Kroger Hawaiian Chicken Kabobs

I love pineapple. When Kroger sent a dish who's star was pineapple, I was very happy. Due to this dish serving 6 people at 1 kabob per person, I doubled the recipe so 2 people could have 3 kabob's per person for 2 meals. Glad I did. Due to the large amount of vegetables, the portions turned out to be huge.

First, when I grill I tend to burn the food. Not on purpose, I just get distracted. Especially when I have to mix meat with veggies. Instead of threading veggie, meat, veggie, I decided to skewer the meat only and grill the veggies in my grill basket. Great idea as nothing burnt. I did learn that pineapple takes longer to grill than expected. If your using a grill basket, grill the pineapple separate.

I paired this dish with a mushroom and Parmesan couscous plus peach wine. Peach wine actually accented the soy and pineapple flavors. Total prep time was 20 minutes. Ten minutes for chicken, 10 minutes for veggies. I marinated the chicken overnight which enhanced the flavors.

For the chicken only skewers, grill time was 12 minutes per side. For the pineapple only, grill time is 8 minutes per side. All other veggies were 4 minutes per side.

Healthy, fast, lots of leftovers, and delicious. What more could I want in a dish.

Websites:
  • Uwharrie Vineyards
    • http://www.uwharrievineyards.com/WINE_PEACH.htm
  • Near East
    • http://www.neareast.com/#products/wild_mushroom_herb
    • http://www.neareast.com/#products/parmesan
  • Kikkoman
    • http://www.kikkomanusa.com/homecooks/products/products_hc_details.php?pf=10101&fam=101


Recipe: Hawaiian Chicken Kabobs provided by Kroger

Recipe below is for one serving which is 6 kabobs at 1 kabob per person

Ingredients:
  • 1/2 Cup Soy Sauce
  • 1/2 Cup Pineapple Juice
  • 1 TBSP Brown Sugar
  • 3 Clove Garlic
  • 1 TBSP Ginger, fresh and grated
  • 1 1/2 lbs.
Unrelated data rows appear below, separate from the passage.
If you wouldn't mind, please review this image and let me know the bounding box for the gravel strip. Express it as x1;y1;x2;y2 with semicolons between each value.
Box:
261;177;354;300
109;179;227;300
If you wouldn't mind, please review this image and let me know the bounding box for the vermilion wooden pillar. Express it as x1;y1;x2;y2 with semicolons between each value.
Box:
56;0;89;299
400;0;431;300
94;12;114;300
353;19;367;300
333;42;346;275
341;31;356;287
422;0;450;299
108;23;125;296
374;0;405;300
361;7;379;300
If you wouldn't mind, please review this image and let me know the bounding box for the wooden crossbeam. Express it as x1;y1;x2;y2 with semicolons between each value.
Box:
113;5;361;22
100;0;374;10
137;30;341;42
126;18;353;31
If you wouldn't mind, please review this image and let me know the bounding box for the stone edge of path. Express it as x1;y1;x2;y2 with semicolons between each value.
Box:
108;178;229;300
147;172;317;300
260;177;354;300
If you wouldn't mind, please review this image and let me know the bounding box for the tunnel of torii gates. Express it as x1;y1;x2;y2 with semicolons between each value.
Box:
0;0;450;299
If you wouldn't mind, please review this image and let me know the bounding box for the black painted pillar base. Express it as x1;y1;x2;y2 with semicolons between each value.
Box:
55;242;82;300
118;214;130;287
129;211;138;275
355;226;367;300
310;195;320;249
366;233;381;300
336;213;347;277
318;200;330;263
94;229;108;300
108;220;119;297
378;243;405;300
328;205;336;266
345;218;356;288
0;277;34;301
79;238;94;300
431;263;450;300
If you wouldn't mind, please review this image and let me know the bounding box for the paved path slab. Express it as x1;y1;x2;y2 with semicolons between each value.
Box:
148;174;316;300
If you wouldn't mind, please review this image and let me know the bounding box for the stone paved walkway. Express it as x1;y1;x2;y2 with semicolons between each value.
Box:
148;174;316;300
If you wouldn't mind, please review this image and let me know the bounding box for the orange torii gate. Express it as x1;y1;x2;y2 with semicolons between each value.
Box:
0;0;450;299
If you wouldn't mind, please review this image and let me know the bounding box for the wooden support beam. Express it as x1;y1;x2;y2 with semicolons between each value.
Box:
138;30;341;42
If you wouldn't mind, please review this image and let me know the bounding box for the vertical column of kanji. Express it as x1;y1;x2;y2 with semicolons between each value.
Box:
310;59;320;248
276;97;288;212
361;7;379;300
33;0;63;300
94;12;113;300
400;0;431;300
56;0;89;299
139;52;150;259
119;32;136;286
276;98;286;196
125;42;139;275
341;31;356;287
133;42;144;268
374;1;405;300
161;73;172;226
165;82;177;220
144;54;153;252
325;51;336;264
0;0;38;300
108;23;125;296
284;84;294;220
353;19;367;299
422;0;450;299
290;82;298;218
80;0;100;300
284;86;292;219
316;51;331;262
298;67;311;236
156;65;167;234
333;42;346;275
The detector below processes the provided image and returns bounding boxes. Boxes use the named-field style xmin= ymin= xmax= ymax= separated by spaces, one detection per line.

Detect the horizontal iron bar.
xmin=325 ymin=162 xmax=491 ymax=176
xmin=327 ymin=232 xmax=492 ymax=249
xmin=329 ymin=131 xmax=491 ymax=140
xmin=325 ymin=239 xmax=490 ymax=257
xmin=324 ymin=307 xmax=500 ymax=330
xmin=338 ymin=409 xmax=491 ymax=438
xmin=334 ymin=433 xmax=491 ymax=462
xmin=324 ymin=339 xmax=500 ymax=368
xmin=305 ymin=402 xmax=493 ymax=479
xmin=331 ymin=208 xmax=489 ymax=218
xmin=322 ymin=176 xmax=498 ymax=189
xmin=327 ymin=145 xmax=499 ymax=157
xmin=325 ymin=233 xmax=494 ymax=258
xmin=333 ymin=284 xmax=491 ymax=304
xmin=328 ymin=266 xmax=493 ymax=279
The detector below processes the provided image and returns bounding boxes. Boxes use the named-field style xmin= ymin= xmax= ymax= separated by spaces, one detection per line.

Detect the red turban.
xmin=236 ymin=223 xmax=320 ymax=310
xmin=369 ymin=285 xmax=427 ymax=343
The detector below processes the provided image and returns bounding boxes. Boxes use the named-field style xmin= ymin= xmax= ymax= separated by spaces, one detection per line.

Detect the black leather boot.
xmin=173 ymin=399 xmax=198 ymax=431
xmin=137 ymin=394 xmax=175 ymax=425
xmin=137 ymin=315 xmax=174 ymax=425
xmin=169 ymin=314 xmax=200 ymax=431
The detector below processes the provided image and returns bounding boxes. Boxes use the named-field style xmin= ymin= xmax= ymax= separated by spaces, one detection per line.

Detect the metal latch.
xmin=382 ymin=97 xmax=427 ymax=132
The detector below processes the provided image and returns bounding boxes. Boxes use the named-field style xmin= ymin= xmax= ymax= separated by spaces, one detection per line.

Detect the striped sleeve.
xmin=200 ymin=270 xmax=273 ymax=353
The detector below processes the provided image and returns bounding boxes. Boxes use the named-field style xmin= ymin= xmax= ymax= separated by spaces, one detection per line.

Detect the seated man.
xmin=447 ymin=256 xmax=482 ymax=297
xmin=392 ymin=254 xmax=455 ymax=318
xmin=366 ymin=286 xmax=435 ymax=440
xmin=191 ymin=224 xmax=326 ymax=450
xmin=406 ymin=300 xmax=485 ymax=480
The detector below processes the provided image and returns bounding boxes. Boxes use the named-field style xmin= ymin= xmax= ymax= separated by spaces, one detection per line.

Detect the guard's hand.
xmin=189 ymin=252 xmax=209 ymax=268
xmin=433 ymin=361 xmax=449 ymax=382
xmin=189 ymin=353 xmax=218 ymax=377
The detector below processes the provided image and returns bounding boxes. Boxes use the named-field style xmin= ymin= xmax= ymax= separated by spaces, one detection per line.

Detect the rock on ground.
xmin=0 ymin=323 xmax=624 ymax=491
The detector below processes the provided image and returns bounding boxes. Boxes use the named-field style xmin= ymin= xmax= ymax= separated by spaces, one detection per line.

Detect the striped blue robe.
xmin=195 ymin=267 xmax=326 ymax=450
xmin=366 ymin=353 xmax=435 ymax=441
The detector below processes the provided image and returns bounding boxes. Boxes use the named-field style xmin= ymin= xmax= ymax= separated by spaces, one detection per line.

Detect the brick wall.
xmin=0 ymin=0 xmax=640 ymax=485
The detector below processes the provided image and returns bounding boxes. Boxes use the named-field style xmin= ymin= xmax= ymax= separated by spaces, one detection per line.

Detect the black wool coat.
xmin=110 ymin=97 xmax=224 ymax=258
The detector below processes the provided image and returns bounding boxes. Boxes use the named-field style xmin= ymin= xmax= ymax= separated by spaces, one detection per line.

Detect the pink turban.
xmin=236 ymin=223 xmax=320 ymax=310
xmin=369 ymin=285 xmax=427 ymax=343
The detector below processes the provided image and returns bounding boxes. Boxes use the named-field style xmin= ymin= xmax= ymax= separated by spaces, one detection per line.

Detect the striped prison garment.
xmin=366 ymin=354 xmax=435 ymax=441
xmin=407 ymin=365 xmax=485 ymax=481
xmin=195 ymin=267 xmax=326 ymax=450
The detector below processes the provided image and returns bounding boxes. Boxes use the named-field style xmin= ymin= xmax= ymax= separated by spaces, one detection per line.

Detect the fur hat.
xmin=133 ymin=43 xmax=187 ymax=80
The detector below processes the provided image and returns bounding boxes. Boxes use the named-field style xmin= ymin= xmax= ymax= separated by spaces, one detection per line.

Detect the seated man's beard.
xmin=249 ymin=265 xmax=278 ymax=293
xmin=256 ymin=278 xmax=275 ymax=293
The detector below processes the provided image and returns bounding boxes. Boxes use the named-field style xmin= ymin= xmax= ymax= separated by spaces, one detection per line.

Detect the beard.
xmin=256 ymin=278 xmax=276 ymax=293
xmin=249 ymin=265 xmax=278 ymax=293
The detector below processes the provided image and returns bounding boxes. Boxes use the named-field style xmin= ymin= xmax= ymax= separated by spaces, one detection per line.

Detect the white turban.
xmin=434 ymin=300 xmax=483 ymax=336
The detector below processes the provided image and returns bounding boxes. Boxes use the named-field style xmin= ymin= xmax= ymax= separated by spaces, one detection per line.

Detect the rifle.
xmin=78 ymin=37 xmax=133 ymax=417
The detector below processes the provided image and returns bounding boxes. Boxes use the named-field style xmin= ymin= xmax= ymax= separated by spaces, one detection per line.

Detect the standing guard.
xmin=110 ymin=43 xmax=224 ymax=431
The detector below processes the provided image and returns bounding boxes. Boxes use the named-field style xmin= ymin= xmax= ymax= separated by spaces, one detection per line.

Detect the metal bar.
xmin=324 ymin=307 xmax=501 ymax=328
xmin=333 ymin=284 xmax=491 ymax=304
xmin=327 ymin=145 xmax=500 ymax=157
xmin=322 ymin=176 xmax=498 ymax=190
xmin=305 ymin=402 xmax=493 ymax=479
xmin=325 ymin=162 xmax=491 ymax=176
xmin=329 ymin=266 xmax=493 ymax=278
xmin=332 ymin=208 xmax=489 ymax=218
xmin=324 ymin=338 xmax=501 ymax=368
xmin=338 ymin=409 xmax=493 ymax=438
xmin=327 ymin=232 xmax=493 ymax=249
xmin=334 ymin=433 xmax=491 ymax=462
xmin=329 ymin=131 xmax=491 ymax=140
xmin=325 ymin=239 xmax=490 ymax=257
Chicken, cut into 1" pieces
  • 1 Red Pepper, cut into 1" chunks
  • 1 Green Pepper, cut into 1" chunks
  • 1 Pineapple, cored, peeled and cut into 1" cubes
  • 1 Onion, cut into 1" pieces
  • 24 Grape Tomotoes
Combine soy sauce through ginger. Whisk to combine. Pour into a zip to bag. Add chicken. Refrigerate at least 1 hour. Remove chicken. Thread chicken onto skewers. Put all veggies into a grill basket. Pour marinade over veggies. Grill kabobs on medium heat (300 degrees) for 12 minutes per side. Grill pineapple at 8 minutes, flip in basket and grill for an additional 8 minutes. Grill remaining veggies for 4 minutes per side. Refrigerate leftovers.